Dole's sudden departure caps an uneasy working relationship between the majority leader and his top deputy. Two weeks earlier, Dole had revealed his plans to a close circle of intimates that included his wife and Republican National Committee Chairman Haley Barbour.But the ambitious Lott, who's the odds-on favorite to replace Dole as Senate majority leader, didn't learn of Dole's intentions until an aide called him just minutes before the announcement. Lott was on the House floor attending a ceremony honoring former House Minority Leader Bob Michel of Illinois when he learned that the job he's been coveting was becoming vacant. Once the news was out, Lott wasted no time in launching his campaign for the top spot.
Only five months ago, it was Lott who surprised Dole by going on television to denounce President Clinton's troop deployment in Bosnia. Dole supported the deployment, while Lott chose the politically easy route of opposing Clinton. Afterward, Dole was furious at his deputy for grandstanding before the cameras without consulting him first.
It wasn't the first time Lott let loyalty and decorum take a back seat to personal ambition. Only months earlier, Lott, as majority whip, sought to allay concerns that he would push a more confrontational agenda on Dole. "There won't be a separate agenda," Lott said in 1994. "I'm going to ride shotgun for the leader."
Since winning election to the Senate in 1988 after 15 years in the House, Lott has often been too busy promoting himself to ride shotgun for anybody. A ruthless and shrewd political operator, Lott leapfrogged the Senate seniority system when he took away the No. 2 job from Sen. Alan K. Simpson, R-Wyo., in 1994. Just weeks after reassuring Simpson that he had no plans to challenge him for the job of majority whip, Lott entered the race.
From the earliest days of the Clinton administration, Lott has let little stand in the way of his political ambitions.
Lott's impassioned crusades against the ravages of big government frequently stop at the Mississippi state line. A year ago, we reported on Lott's efforts to steer a $1 billion federal project - and hundreds of jobs - from Utah to Mississippi.
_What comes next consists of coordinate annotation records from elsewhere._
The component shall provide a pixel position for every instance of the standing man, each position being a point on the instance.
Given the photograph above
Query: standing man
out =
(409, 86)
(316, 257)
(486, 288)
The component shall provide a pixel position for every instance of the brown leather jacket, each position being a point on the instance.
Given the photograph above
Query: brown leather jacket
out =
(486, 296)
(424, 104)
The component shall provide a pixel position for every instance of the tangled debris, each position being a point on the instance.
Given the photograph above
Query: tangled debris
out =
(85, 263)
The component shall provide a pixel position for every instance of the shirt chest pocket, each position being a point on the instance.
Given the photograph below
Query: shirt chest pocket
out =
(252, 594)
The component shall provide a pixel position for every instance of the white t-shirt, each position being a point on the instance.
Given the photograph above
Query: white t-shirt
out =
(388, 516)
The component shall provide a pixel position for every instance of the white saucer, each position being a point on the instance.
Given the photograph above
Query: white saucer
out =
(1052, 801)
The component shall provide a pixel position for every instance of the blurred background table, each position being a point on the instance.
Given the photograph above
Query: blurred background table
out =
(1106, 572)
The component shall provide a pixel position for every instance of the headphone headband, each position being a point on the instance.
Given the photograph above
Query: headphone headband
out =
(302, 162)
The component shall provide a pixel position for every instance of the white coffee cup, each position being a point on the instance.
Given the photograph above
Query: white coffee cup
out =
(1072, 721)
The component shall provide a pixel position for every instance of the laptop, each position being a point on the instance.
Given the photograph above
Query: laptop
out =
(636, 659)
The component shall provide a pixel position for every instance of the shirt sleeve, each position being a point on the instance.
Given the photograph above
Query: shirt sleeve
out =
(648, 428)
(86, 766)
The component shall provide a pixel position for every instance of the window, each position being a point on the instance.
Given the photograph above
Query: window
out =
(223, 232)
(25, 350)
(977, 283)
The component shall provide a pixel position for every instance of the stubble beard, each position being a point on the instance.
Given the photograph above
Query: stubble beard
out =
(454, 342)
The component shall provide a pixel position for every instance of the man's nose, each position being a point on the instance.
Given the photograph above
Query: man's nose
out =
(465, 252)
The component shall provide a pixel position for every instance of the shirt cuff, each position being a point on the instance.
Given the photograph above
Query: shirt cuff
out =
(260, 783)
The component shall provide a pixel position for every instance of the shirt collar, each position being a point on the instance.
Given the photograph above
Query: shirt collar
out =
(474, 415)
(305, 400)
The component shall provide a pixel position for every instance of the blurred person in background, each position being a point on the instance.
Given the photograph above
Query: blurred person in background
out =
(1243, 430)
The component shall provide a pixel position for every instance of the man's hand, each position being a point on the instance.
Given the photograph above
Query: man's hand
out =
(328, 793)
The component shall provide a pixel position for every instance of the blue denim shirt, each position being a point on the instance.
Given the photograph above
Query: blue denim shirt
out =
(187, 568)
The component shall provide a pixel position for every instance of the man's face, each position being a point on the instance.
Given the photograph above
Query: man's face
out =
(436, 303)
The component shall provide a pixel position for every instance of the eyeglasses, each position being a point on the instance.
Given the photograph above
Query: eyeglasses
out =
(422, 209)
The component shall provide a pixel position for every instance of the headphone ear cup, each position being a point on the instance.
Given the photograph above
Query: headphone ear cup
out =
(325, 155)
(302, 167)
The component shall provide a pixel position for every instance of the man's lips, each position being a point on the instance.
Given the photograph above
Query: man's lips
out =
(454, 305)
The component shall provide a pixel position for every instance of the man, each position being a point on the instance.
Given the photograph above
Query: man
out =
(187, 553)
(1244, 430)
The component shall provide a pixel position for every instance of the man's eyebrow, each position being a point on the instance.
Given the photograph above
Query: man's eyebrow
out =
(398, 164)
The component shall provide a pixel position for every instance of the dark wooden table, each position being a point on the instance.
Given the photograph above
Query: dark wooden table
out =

Officials at NASA nixed the proposed move of the space shuttle nozzle production facility after a confidential agency assessment found that the relocation alone would have cost taxpayers more than $850 million.
Lott may look like an ideological purist next to the pragmatic Dole. But the recent past suggests that opportunism, not purity, will be the hallmark of the next majority leader of the U.S. Senate.